Remove Security Manager Dependency Across Platform

[m-reza-rahman]

Since Jakarta EE 12 will likely support Java SE 21 and Java SE 25, it is necessary to remove any dependency on the Java SE Security Manager across the platform and all specifications. The Security Manager cannot be enabled by Java SE 24. The thought is that in Java 29, SecurityManager APIs may not exist or may throw an error. It looks like some of this work was done in EE 11, but not all.
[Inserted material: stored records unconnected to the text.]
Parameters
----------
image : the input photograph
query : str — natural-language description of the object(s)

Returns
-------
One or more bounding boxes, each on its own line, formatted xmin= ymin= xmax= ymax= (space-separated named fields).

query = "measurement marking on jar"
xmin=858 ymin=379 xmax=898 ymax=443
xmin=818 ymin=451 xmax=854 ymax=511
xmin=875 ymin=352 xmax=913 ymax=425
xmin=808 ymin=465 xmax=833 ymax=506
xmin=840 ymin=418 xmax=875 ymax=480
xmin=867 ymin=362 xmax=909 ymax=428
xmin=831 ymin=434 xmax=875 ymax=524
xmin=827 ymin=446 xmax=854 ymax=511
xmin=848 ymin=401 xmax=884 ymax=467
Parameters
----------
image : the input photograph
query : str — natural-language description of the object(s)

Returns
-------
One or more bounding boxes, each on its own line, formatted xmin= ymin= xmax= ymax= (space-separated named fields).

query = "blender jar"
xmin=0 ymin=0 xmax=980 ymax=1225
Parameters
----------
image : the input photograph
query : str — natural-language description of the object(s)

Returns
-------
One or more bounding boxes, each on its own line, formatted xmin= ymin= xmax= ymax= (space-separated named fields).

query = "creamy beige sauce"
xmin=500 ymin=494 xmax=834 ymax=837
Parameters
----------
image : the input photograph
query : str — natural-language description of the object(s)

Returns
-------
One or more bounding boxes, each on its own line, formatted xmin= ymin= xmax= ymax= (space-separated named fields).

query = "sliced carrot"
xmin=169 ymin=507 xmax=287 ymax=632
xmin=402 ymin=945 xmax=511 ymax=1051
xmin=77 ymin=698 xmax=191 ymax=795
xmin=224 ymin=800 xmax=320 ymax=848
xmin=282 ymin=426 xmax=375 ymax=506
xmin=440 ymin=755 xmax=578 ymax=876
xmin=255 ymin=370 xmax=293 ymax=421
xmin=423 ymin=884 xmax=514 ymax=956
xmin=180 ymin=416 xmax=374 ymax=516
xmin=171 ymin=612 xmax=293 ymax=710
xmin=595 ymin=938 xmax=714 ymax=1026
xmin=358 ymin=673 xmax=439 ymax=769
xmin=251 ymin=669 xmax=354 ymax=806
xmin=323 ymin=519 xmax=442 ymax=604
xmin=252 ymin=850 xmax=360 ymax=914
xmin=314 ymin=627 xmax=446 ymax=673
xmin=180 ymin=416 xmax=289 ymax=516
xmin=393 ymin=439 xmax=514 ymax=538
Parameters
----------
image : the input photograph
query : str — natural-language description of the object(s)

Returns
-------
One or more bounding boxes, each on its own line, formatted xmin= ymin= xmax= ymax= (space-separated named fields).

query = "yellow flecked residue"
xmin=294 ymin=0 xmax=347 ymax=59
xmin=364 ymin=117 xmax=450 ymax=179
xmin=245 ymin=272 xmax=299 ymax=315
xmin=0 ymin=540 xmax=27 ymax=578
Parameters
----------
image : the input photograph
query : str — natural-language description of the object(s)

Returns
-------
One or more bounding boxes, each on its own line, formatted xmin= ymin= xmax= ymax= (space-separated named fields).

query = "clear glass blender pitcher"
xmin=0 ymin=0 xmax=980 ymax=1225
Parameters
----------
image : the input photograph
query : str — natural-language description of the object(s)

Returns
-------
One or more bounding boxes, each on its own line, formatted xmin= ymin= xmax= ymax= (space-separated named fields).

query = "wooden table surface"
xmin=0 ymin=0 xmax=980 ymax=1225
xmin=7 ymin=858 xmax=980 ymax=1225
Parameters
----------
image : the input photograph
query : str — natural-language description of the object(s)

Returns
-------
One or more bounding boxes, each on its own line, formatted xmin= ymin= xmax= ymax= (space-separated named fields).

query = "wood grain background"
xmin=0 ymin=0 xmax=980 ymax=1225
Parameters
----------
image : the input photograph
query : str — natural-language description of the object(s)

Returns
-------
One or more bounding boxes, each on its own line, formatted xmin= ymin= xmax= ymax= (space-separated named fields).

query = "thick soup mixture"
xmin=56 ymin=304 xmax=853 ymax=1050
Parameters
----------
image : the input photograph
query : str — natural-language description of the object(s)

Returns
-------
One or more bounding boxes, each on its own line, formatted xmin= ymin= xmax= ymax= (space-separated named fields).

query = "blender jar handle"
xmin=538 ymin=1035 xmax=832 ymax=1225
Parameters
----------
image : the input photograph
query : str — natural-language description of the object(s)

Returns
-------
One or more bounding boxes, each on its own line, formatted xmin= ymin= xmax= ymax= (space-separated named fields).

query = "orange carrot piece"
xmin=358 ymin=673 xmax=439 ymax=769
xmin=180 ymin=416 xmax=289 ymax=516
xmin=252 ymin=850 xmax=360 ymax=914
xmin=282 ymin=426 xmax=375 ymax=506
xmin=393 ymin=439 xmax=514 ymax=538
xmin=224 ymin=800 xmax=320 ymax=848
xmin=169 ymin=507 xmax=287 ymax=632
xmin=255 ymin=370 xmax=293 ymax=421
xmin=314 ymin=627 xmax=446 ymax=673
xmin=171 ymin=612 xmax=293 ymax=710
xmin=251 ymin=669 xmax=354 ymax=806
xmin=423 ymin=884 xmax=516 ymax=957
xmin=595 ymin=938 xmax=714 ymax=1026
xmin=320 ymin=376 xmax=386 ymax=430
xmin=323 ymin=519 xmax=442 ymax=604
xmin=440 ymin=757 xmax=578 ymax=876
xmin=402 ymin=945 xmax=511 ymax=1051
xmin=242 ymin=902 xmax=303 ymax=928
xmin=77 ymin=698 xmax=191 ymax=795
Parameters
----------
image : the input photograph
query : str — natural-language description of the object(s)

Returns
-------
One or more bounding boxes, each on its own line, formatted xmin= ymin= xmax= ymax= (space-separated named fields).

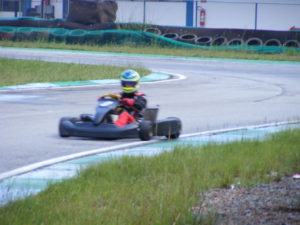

As an example of pending work, see: https://github.com/jakartaee/cdi/issues/831.

Specification issues

• [ ] Connectors: https://github.com/jakartaee/connectors/issues/148
• [ ] Enterprise Beans: https://github.com/jakartaee/enterprise-beans/issues/163

API update issues

• [x] Activation (issue and PR)
• [ ] Batch (issue and PR)
• [x] CDI (issue and PR)
• [ ] JSON-P (issue and PR)
• [x] Mail (issue and PR)
• [x] Persistence (issue and PR)
• [x] REST (issue and PR)
• [x] Servlet (issue and PR) (just a javadoc update)
• [x] Validation (issue and PR) (changes could be done in a service release since 3.1 was new in EE 11)

[gurunrao]

Specification issues:

• Rest:https://github.com/jakartaee/rest/issues/1262
• CDI:https://github.com/jakartaee/cdi/issues/831
• Persistence: https://github.com/jakartaee/persistence/issues/666
• Connector: https://github.com/jakartaee/connectors/issues/148

discussion Threads:

• https://www.eclipse.org/lists/jakartaee-platform-dev/threads.html#04575
• https://www.eclipse.org/lists/jakartaee-platform-dev/threads.html#04566

[jhanders34]

I have updated the description with a link to all issues in the component specifications and PRs that address the API changes to remove references to the SecurityManager in the APIs. I have marked the check box for those that have had the PR merged.